There’s plenty of precedent for the federal government to play a role from the federal Voting Rights Act of 1965 to the National Voter Registration Act to the Help America Vote Act.
After the attack on the Capitol, there’s been a lot of talk in Democratic circles about which Republicans they can work with anymore and drawing a line against those who voted to subvert the will of the voters. Where do you fall on that?
Those who continue to believe the big lie even when they know better aren’t really interested in working together, so I’m not holding my breath. But minus them, there have been a handful of Republicans who have done more than just, “Welcome to the Senate.” If we can agree on something to make progress, I’m happy to leap at those opportunities.
Which Republicans reached out to you beyond just pleasantries?
Roy Blunt [of Missouri, the No. 4 Republican] was one of the first. Part of our commonality is he’s also a former state secretary of state. There’s actually three of us: Blunt, Sherrod Brown [Democrat of Ohio] and myself.
I had pleasant conversation with Senator [Shelley Moore] Capito [of West Virginia] and [John] Cornyn from Texas. We may not agree on a whole lot, but he’s also from a border state.
You’ve been put on some important committees: Budget, Rules and Administration, Homeland Security and Governmental Affairs, Environment and Public Works, and Judiciary. You’ve also been named the chairman of the Judiciary’s subcommittee on immigration. What do you hope to achieve in that role?
The stars are aligned to make progress on immigration. If it was up to me, I’d take the Biden package and say, “Let’s go.” But the reality is, what can be done that will get 60 votes? What can be done through reconciliation? Now that the Covid bill is done, we turn our attention to this.
Do you think immigration reform can be done through reconciliation, a budgetary procedure that requires only 51 votes to pass?
I think there’s elements of it that can be done, absolutely. But there are other pieces that can’t. What’s the strategy for getting as much done as we can as soon as we can? Having studied prior years, I’d be wary of taking too long, because the closer we get to the next election, that becomes an excuse.
This is how my journey influences my work now. The very reason I left a career in engineering and got involved in government was Proposition 187 in 1994. I was relatively fresh home from college. I came home to a political environment that had ads running on television saying that immigrants and children of immigrants should no longer be eligible for public services, that the economy’s tanking, and it’s the fault of people like my parents and families like mine. It was beyond insulting. It was enraging. I had no choice but to get involved.
I was talking with Representative Alexandria Ocasio-Cortez of New York the other day, and she said she wants Democrats to go bold on immigration reform.

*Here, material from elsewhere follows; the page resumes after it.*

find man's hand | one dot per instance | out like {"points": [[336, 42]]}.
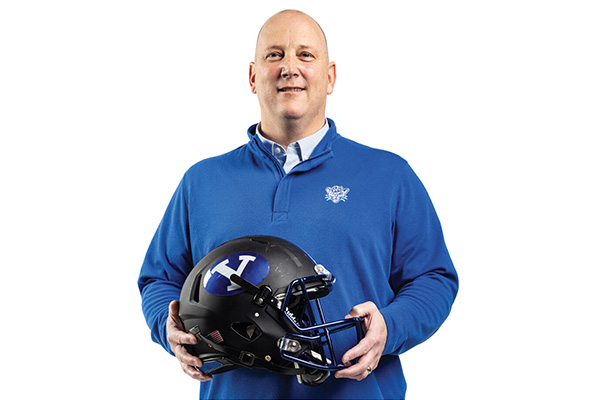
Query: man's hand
{"points": [[177, 337], [370, 348]]}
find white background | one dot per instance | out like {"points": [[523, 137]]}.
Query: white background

She doesn’t see some of the proposals as “cutting edge” and is worried Democrats are allowing conservatives to weaken the agenda. How bold does immigration reform need to be?
As bold as we can make it. We need to get as much done as quickly as can. Biden did this already: extending [Temporary Protected Status] to Venezuelans.
So, there’s the T.P.S. question. There’s the situation at the border. There’s restoring the asylum system. There’s taking care of Dreamers. My bill says any essential worker deserves a pathway to citizenship. But there’s other more bureaucratic pieces people aren’t talking about: the length of time the process takes to become a citizen; the cost of the application itself.
Research shows that when immigrants become citizens, there’s a net economic benefit, not just to the individual and their family, but to the economy.